Within a year, those desperate measures turned Greece into a country where unemployment reached Depression-era levels, and the unemployment rate for Greek youth stood at 55 percent. Greece's health care system was brought to its knees by a 25 percent cut in health care funding. Greek doctors reported more sick children, as HIV/AIDS and malaria made a comeback. In some cities, more than 60% of the population was unemployed, parents found themselves too poor to care for their children. Greeks faced a crime wave in their streets, as the economic crisis left many out of work, reduced available social services, and cut the number of police officers.

For all the misery it cause, austerity didn't reduce Greece's deficit. The latest round of bone-deep cuts, indicates that austerity still hasn't made a dent in Greece's deficit. Yet the Greek government has prescribed more pain, because that's precisely what it was put in place to do by the financial elites who've called the shots since exercising veto power against Greek democracy.

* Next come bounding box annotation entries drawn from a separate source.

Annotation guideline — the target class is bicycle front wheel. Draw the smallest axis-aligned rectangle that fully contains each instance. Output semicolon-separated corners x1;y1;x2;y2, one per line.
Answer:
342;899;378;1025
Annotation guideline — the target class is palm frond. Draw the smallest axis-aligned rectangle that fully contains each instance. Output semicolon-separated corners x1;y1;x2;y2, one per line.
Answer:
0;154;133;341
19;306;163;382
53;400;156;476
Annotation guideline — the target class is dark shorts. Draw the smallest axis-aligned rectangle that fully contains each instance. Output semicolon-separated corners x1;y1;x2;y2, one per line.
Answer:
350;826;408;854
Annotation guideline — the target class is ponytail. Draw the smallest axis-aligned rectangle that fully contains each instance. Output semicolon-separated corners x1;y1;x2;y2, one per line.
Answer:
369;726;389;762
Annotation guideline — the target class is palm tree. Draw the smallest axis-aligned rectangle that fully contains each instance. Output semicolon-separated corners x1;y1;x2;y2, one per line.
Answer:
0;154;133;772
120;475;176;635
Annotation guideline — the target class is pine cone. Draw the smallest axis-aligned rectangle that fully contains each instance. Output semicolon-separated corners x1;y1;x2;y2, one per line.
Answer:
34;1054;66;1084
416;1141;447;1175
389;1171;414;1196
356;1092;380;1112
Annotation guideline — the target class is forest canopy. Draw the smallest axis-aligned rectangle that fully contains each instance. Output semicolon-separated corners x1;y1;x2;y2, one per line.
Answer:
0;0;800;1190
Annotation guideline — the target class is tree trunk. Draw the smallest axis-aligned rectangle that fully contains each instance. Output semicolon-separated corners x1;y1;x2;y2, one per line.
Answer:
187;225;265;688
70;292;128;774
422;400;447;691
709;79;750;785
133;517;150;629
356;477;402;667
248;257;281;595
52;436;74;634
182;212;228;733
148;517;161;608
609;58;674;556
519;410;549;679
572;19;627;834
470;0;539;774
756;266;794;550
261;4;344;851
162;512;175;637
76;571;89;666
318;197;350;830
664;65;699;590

It doesn't come as a surprise, then, that an estimated 5,000 to 13,000 Greeks gathered to protest the ERT shutdown, and thousands more joined in a general strike that reportedly threatens to bring down the conservative, austerity-backing government.

http://youtu.be/SvfyJDJYtpU

As Mariam Tabatadze wrote, we've been here before.

Despite overwhelming evidence, politicians and economists alike are still convinced that austerity works. Historical examples like the austerity policies put in place before Roosevelt’s famous New Deal leave little doubt that “expansionary contraction” is not beneficial during economic downturns. Even so-called austerity success stories with supposed applicability to the eurozone have been called into question: Australia and Denmark, regarded as model austerity countries, fell into crises after two years of implementing austerity policies. The only real success stories of reductions in debt have not been during downturns, but during periods of economic growth. The United States, for example, succeeded in reducing the deficit significantly under Bill Clinton, and Sweden reduced its fiscal deficit from 1994-1998 during a period of rapid GDP growth.

The bottom line is simple: none of what is going on in Europe after adopting austerity policies should be a surprise. It is just inexplicable that we have to keep reinventing the wheel and rediscovering the adverse effects of austerity in a struggle to recover from a crisis. Why can’t we tell austerity (in the words of Kelis), “might trick me once, I won’t let you trick me twice”?

Greece has seen such protests against austerity before, as has the rest of Europe, and governments have responded with indifference — and more austerity.

Will this time be different? Or will Greece continue its slow fade to black under austerity.